[TYPO3-50-general] FLOW3 and DDD

Nino Martincevic don at zampano.com
Mon Jan 19 16:37:14 CET 2009


Hi Xavier!

Xavier Perseguers schrieb:
> This sounds OK but do you mean that this is not repository's work to 
> provide an ID/identity? I mean I do not need any identity (I understand 
> identity as the auto-increment field in a DB) 

That's the problem.
You don't think of database, file, soap, stone plate or other 
persistence "backends" in DDD, the only thing that counts is the DOMAIN.
Forget it. It never existed.
As a real person, do you think of being "persisted" somewhere?
I know real world is not software but it helps sometimes.

And I also that's one of the harder parts when starting with DDD but a 
littler later things gets easier :-)

It depends on your domain and context which identity an entity has.
E.g. for some real-world "entities" there exists globally unique 
identities, like for cars their identity number on the body or the 
engine number.

If e.g. for your domain you distinguish a Customer by a customer number.
Does your database gives you this number, you also use on the accounts?
Is it "1", "122" or something like "C10001-DE"?

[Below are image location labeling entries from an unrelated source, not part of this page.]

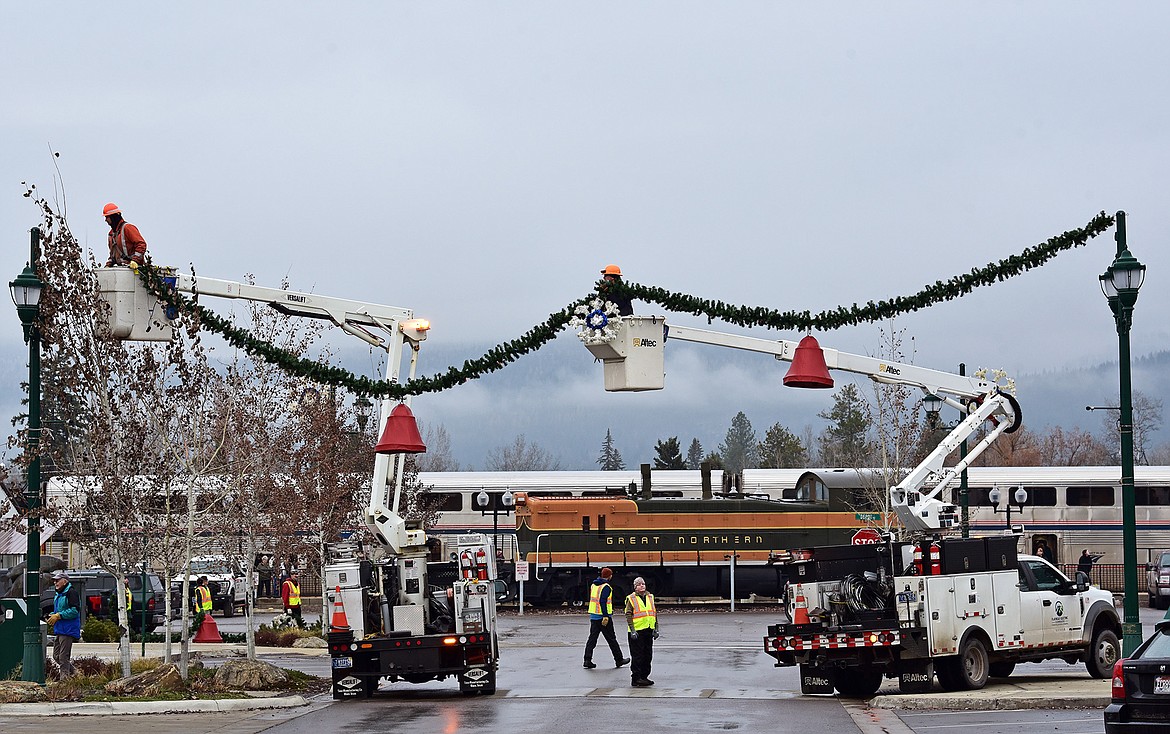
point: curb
(102, 708)
(950, 702)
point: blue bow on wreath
(591, 320)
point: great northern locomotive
(682, 547)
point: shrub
(100, 631)
(91, 666)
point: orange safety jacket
(125, 244)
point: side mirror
(502, 590)
(1082, 581)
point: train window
(1151, 495)
(1041, 496)
(1089, 496)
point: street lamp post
(26, 294)
(1120, 285)
(482, 500)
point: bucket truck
(412, 616)
(961, 609)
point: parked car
(96, 589)
(1157, 581)
(1141, 687)
(225, 578)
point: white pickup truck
(225, 578)
(862, 612)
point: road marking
(875, 720)
(768, 694)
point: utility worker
(202, 597)
(66, 622)
(290, 596)
(600, 619)
(612, 274)
(126, 242)
(641, 617)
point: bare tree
(1072, 447)
(1147, 422)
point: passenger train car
(1071, 508)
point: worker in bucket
(612, 274)
(126, 242)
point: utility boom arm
(385, 327)
(916, 499)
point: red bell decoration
(809, 368)
(401, 433)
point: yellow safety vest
(594, 601)
(205, 598)
(645, 616)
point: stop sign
(866, 536)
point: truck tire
(972, 664)
(967, 671)
(1103, 652)
(1002, 669)
(857, 683)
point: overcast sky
(480, 163)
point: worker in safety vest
(600, 619)
(202, 597)
(125, 241)
(641, 617)
(290, 596)
(612, 275)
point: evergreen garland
(841, 316)
(507, 352)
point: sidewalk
(1039, 690)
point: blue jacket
(67, 603)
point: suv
(225, 578)
(1157, 581)
(97, 589)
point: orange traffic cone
(800, 611)
(207, 631)
(339, 622)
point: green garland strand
(496, 358)
(507, 352)
(828, 321)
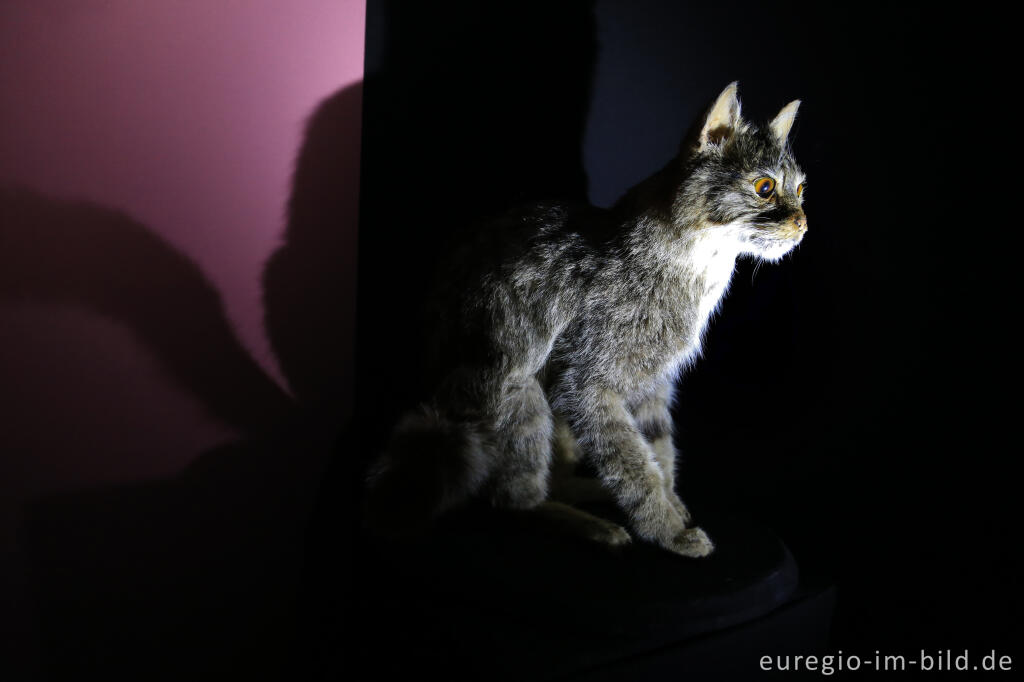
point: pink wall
(146, 152)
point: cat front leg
(653, 418)
(566, 485)
(629, 467)
(522, 425)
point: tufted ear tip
(723, 118)
(782, 123)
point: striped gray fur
(561, 331)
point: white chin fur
(774, 250)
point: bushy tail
(430, 465)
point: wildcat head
(743, 178)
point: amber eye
(764, 186)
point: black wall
(846, 394)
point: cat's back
(528, 261)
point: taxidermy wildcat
(561, 331)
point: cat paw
(680, 508)
(691, 543)
(610, 535)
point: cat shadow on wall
(309, 282)
(82, 254)
(201, 570)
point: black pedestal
(493, 597)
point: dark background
(846, 394)
(854, 397)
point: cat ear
(782, 123)
(723, 118)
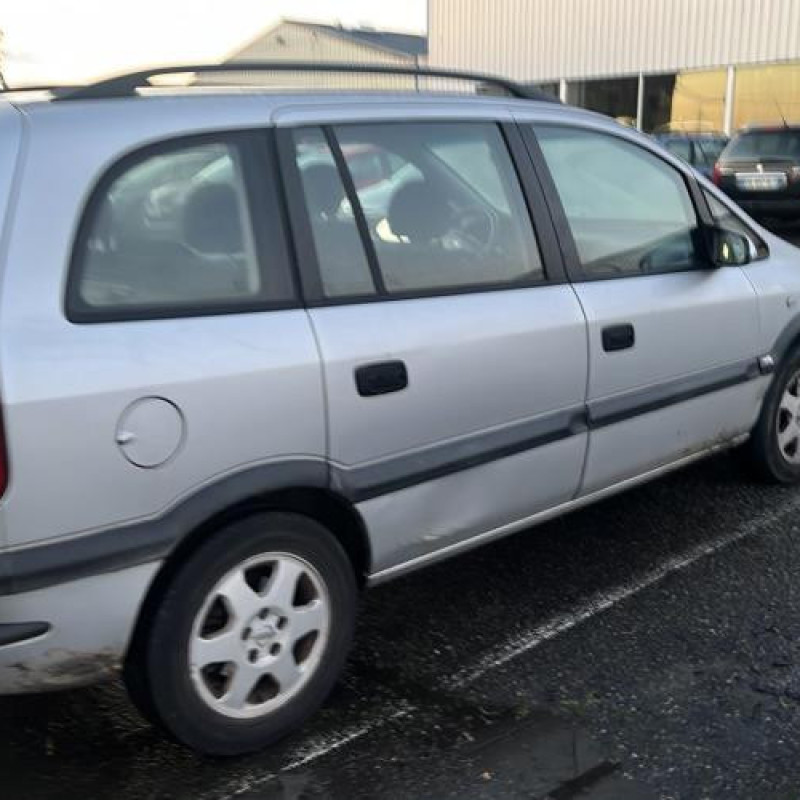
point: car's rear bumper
(784, 207)
(71, 634)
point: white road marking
(608, 598)
(316, 748)
(522, 643)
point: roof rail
(126, 85)
(56, 90)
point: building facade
(659, 64)
(293, 40)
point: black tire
(765, 451)
(158, 668)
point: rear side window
(171, 232)
(440, 209)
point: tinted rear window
(759, 144)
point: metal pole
(730, 100)
(640, 103)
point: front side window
(441, 204)
(630, 213)
(172, 231)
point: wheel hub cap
(260, 635)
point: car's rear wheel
(250, 635)
(775, 442)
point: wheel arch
(318, 502)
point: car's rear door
(454, 352)
(673, 340)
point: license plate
(760, 181)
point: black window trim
(308, 263)
(734, 211)
(572, 262)
(264, 203)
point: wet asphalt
(646, 647)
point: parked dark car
(760, 170)
(701, 150)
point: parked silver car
(229, 405)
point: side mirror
(729, 248)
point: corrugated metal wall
(543, 40)
(291, 41)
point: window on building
(698, 101)
(343, 265)
(630, 213)
(767, 94)
(616, 97)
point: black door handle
(381, 378)
(618, 337)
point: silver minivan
(260, 350)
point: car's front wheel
(249, 637)
(775, 442)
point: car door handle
(618, 337)
(381, 378)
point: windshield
(763, 144)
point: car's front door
(673, 340)
(455, 368)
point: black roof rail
(56, 90)
(126, 85)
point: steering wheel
(475, 229)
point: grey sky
(74, 40)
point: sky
(73, 41)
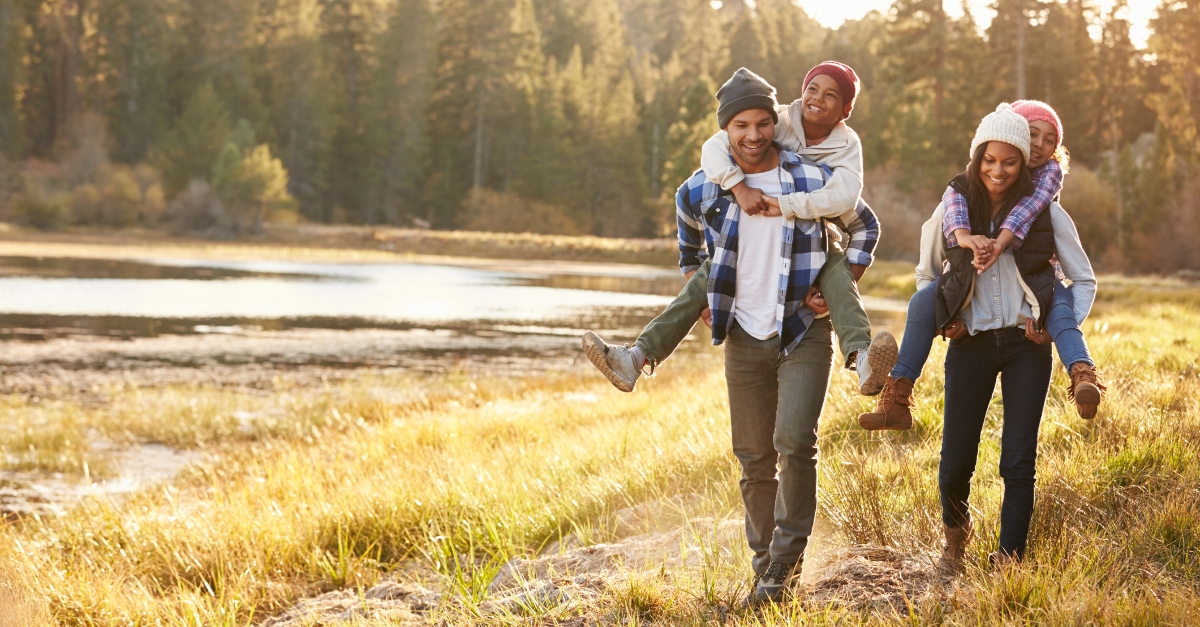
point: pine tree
(192, 147)
(11, 79)
(400, 101)
(1177, 105)
(303, 106)
(133, 41)
(934, 93)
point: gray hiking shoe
(772, 585)
(616, 362)
(876, 363)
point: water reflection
(83, 268)
(52, 294)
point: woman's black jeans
(971, 366)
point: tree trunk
(1020, 49)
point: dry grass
(442, 482)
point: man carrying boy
(815, 127)
(761, 294)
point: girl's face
(1000, 167)
(1043, 142)
(822, 101)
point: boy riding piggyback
(815, 127)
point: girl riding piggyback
(1048, 163)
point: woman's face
(1043, 142)
(1000, 167)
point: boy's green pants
(664, 334)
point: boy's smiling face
(823, 105)
(1043, 142)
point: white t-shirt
(760, 242)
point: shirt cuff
(733, 179)
(858, 257)
(787, 207)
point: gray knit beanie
(1003, 125)
(744, 90)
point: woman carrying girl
(993, 311)
(1069, 306)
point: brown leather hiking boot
(1086, 389)
(894, 411)
(951, 563)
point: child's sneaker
(894, 410)
(875, 363)
(1086, 389)
(773, 584)
(616, 362)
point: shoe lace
(777, 572)
(1086, 375)
(889, 393)
(649, 363)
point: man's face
(822, 102)
(750, 136)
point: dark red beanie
(840, 73)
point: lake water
(389, 293)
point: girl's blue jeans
(921, 329)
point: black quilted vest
(955, 285)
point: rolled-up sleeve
(691, 232)
(863, 227)
(933, 254)
(955, 215)
(1074, 262)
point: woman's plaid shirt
(708, 216)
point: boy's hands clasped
(984, 249)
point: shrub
(85, 204)
(197, 209)
(42, 210)
(508, 213)
(120, 199)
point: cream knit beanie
(1003, 125)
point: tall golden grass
(453, 476)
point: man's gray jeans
(774, 405)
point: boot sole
(870, 425)
(1087, 398)
(882, 358)
(593, 347)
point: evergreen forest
(571, 117)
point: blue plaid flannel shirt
(1047, 186)
(707, 218)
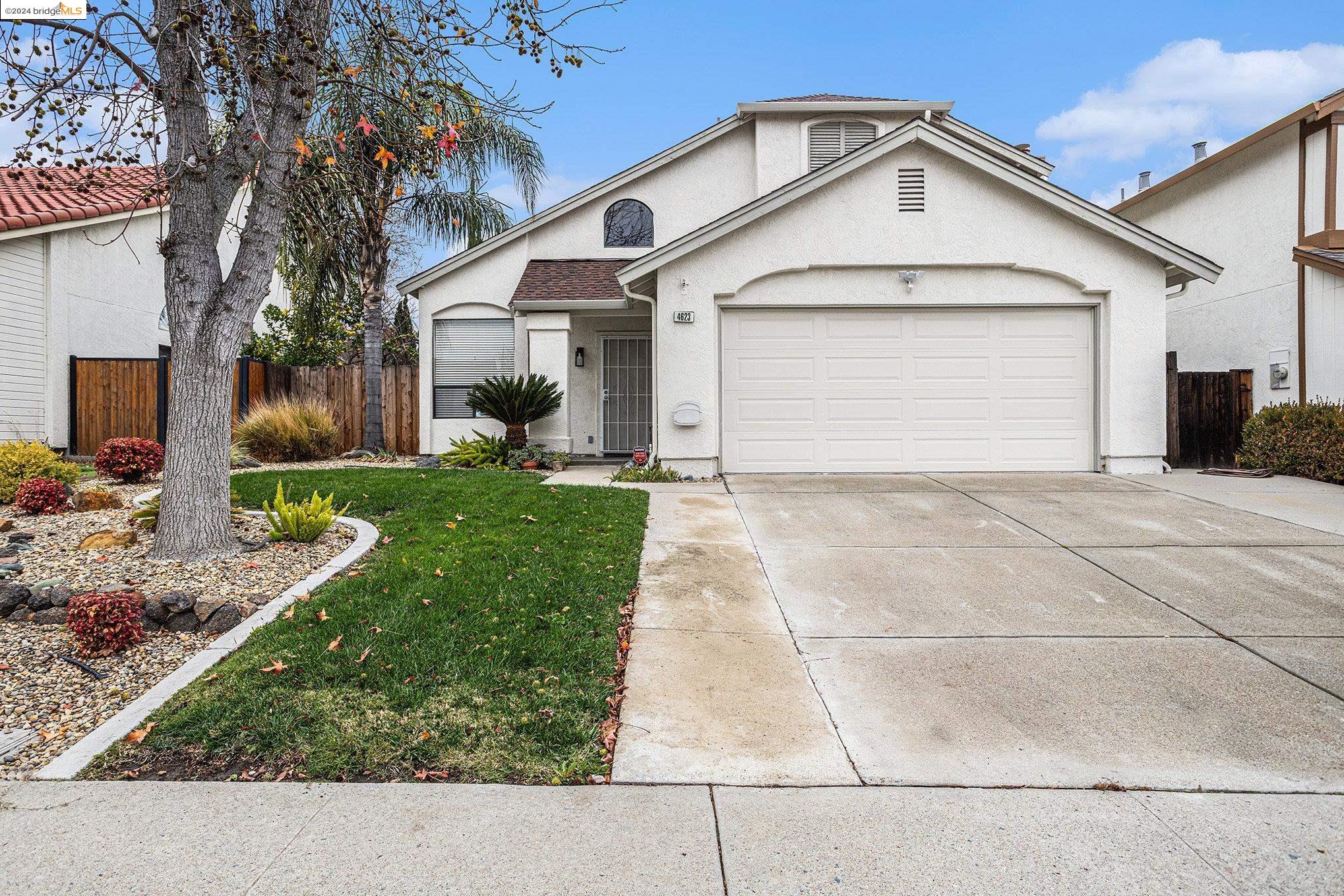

People, at least in germany, have also a unique social security number.
Maybe that's enough for your domain to ensure unique identity.
But what with people that do not have such a number?
Or what if it changes, like a few months ago here in germany.
Can your domain still distinguish them and work like expected?
These examples are from Evans, Nilsson and my experiences.
Evans also ask's "Who is asking?" as a sidenote, meaning for one context 
it matters for another not. Address is a very popular candidate for 
entity/value object discussions...

You may see, it depends on your domain if an identity may be simple or 
not. If it's critical you have more work to establish an identity.

Or you take somtehing artifial as Identity (but not from the DB!), a 
very practical one, used in the .NET world is a GUID (or UUID in PHP).
That way you could create a Customer even on start without any 
attributes, by providing a service that creates a Customer with that 
GUID. Then you can work with it.
But keep in mind that the identity is solely artifical and could cause 
some other problems.
[Some people (like me) just use more then one identities. One for the 
persistence that is never needed in the application and one for the 
"real" identity in the domain.]


> That is you must generate an ID for all "new" customers regardless of 
> whether they will be persisted later? I do not understand. If you 
> generate a UUID, that's fine, it's unique by design but what if you use 
> a sequential business number?

No, you must generate Identity, not an "autoincrement ID".
What is *your* identity, Xavier Perseguers or 12000282828?
(well I guess, your DNA is...)
;-)

How you could reference somebody and ensure that he is unique who has no 
identity? Yes, you could use the UUID, like I said before.

But it's easier:
Because you want to work with entities that "make sense" and are 
relevant in and to your domain, give them the identity they should have.
And save it at will. The auctoincrement Id may be then 233444, so what?
You don't have a repository method finByMysqlId() but 
find(ByIdentity)(). The latter could also be a cpmplex object or a 
specification.

Hope it's a bit clearer now.

And I can not state it often enough: If you have the chance to do it 
from the scratch, forget the DB, concentrate on DOMAIN.